第1117話 愛と憎悪の記憶
「あの日、自分はとうとう耐え切れなくなり、この星に復讐するために行動を開始した」
日向が灰色の光に包まれると、誰かの独白が光の向こうから聞こえてきた。日向は、その声が誰のものか聞き覚えがあった。
(狭山さん……?)
「何千万年も、何十億年もかけて、自分たちは怨みの感情を研ぎ澄まし、精神のエネルギーを高めていった。来るべき時、この星を確実に殺すことができるよう、力を蓄えたんだ」
今の声は、間違いなく狭山誠のものだった。
やがて灰色の光が治まり、日向の視界も回復していく。
日向の目の前に広がっていた光景は、どことも分からない広大な平原だった。
地形は隆起に富み、ところどころ草が無いので砂地が剥き出しになっているところがある。そしてあちこちに野生動物たちの姿が見られる、ため息が出るほどの雄大な自然が広がっていた。
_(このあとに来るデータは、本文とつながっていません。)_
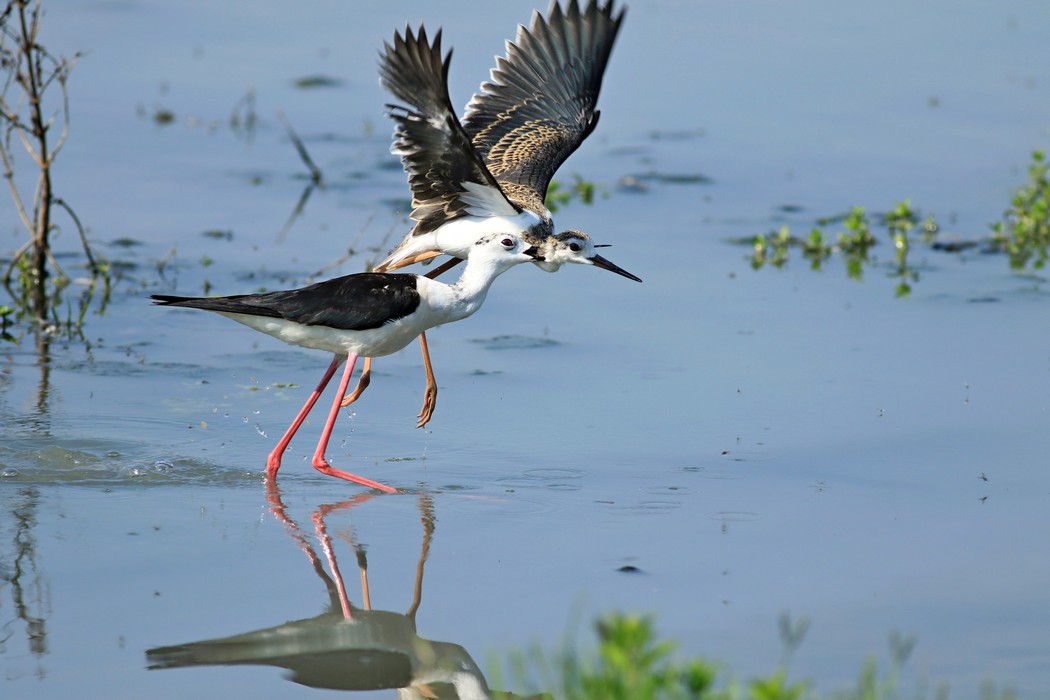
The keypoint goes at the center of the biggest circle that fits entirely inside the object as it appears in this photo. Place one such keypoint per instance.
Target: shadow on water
(349, 647)
(29, 590)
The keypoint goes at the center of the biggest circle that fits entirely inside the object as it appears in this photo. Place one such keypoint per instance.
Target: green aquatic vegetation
(1024, 231)
(631, 662)
(35, 122)
(854, 242)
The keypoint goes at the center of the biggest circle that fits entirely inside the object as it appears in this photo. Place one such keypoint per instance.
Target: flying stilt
(365, 314)
(490, 172)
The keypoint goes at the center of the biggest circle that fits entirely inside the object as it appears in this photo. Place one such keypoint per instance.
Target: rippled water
(716, 446)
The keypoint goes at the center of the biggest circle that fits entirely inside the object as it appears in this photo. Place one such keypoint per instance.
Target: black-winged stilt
(362, 315)
(490, 172)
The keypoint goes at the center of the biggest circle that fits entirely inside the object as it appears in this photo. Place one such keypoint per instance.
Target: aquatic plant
(632, 663)
(1024, 231)
(30, 76)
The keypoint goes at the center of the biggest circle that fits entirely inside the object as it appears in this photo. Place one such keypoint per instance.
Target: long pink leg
(362, 383)
(273, 462)
(319, 463)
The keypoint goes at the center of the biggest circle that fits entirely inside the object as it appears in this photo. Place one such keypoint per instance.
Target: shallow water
(751, 442)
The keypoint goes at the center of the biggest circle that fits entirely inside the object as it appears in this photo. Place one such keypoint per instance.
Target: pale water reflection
(350, 647)
(750, 443)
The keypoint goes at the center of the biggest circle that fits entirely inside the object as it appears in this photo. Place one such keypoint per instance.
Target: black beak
(533, 252)
(605, 264)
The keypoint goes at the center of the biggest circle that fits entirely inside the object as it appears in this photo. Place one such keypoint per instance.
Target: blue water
(753, 442)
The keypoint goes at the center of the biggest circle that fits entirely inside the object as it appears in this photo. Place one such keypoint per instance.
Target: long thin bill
(605, 264)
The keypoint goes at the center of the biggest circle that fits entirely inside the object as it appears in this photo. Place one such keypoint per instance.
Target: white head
(579, 248)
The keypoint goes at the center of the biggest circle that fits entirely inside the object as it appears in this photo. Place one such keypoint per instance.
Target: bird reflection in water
(347, 648)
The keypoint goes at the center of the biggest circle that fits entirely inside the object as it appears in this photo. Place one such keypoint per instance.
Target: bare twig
(315, 172)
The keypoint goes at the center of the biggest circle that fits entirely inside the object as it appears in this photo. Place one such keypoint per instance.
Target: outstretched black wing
(435, 150)
(540, 101)
(355, 302)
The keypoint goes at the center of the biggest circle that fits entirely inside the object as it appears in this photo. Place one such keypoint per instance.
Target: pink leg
(273, 462)
(319, 463)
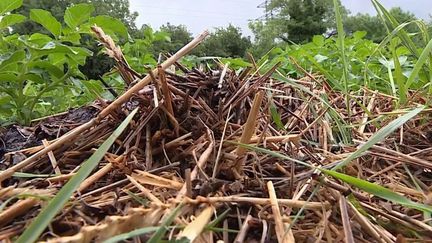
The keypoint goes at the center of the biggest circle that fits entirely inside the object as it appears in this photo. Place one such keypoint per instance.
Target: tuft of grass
(380, 136)
(32, 233)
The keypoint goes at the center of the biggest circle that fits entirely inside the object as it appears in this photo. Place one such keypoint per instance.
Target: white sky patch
(199, 15)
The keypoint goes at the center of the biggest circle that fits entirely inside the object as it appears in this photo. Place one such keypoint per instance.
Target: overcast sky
(199, 15)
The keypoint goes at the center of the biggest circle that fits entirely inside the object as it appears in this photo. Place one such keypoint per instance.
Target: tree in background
(179, 36)
(295, 20)
(374, 26)
(225, 42)
(97, 64)
(118, 9)
(292, 21)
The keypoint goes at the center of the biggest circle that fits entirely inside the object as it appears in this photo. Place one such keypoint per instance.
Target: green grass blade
(340, 122)
(391, 23)
(157, 236)
(131, 234)
(424, 57)
(377, 190)
(341, 43)
(380, 135)
(32, 233)
(366, 186)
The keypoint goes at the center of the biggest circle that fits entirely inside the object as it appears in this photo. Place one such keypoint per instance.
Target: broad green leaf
(11, 19)
(78, 14)
(424, 57)
(359, 34)
(33, 231)
(9, 5)
(46, 19)
(46, 65)
(380, 136)
(318, 40)
(276, 116)
(378, 190)
(110, 25)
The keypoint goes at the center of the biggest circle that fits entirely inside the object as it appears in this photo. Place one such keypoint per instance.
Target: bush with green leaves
(398, 65)
(40, 73)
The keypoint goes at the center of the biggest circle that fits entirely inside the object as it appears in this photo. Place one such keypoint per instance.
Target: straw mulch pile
(183, 148)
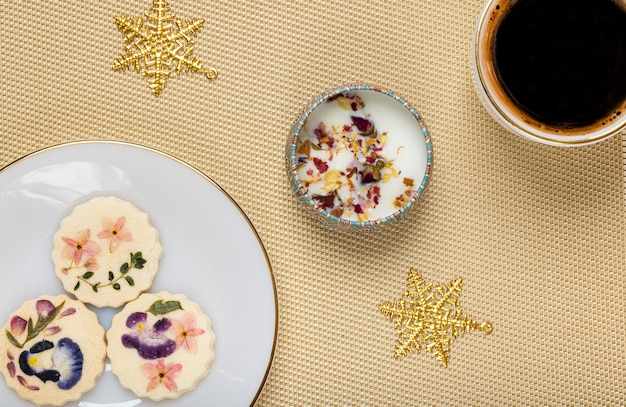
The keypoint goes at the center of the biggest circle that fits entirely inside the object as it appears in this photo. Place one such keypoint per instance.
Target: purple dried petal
(44, 308)
(52, 330)
(150, 348)
(11, 369)
(162, 325)
(18, 325)
(136, 318)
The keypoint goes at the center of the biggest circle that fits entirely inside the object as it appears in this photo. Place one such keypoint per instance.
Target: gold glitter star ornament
(160, 45)
(429, 316)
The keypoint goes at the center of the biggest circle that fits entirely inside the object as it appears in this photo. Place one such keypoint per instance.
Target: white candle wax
(362, 155)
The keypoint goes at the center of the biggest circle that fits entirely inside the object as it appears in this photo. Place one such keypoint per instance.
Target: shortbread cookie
(161, 345)
(106, 252)
(53, 350)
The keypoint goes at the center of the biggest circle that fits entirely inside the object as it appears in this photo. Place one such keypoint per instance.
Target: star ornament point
(429, 317)
(160, 45)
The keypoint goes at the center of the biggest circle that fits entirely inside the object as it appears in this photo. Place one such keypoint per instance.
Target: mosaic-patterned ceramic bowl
(359, 157)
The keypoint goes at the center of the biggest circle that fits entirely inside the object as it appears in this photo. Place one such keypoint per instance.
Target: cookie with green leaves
(161, 345)
(106, 252)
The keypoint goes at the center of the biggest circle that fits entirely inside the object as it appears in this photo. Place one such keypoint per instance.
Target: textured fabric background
(536, 232)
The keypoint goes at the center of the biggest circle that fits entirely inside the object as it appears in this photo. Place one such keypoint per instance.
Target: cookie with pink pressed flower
(106, 252)
(53, 350)
(161, 345)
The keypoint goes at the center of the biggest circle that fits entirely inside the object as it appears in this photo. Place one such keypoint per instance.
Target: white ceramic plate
(211, 253)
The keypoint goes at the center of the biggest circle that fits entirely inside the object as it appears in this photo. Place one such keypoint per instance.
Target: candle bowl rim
(301, 192)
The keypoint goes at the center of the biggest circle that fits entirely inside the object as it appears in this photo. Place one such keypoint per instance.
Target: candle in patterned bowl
(359, 157)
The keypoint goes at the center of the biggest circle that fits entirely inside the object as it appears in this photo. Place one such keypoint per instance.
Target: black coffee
(564, 61)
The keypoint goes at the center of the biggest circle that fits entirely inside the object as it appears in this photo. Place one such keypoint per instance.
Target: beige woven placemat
(536, 232)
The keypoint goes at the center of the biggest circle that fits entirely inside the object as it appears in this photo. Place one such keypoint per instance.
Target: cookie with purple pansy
(55, 350)
(161, 345)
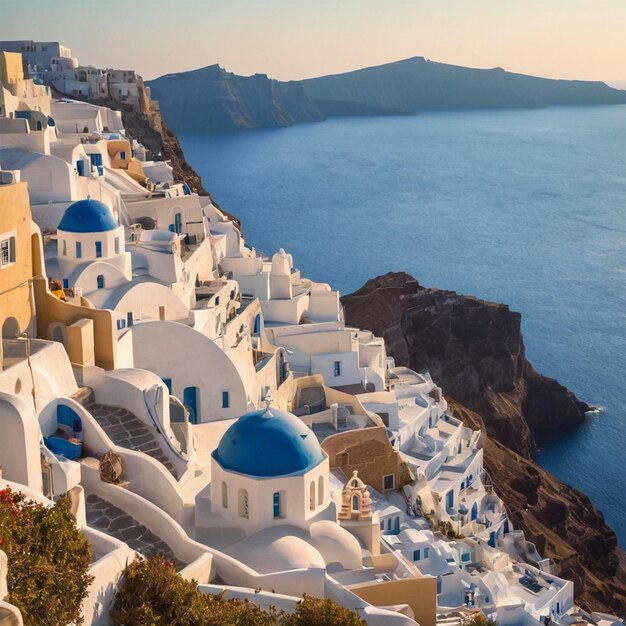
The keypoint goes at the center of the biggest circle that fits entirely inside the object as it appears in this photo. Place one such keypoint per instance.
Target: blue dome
(258, 444)
(87, 216)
そして、その平原の真ん中に一人の男が立っている。狭山だ。
彼の手には、日向もよく見覚えがある一本の剣が握られている。
(『太陽の牙』だ……)
狭山が『太陽の牙』を持ち、日向に背を向けて立っている。
そして日向の方は振り返らず、言葉を発し始めた。
「生物の気配の欠片もない原初の地球を知っている身としては、この光景は感動的だったよ。あの過酷な死の星が、これほどまでの生命溢れる惑星に変貌するなんてね」
(でも……狭山さんは、そんな地球を滅ぼそうとして……)
……と、狭山に言おうとした日向だったが、言葉を発することができなかった。口を開いて声を出そうとしても、その声は無音となって出てきてしまう。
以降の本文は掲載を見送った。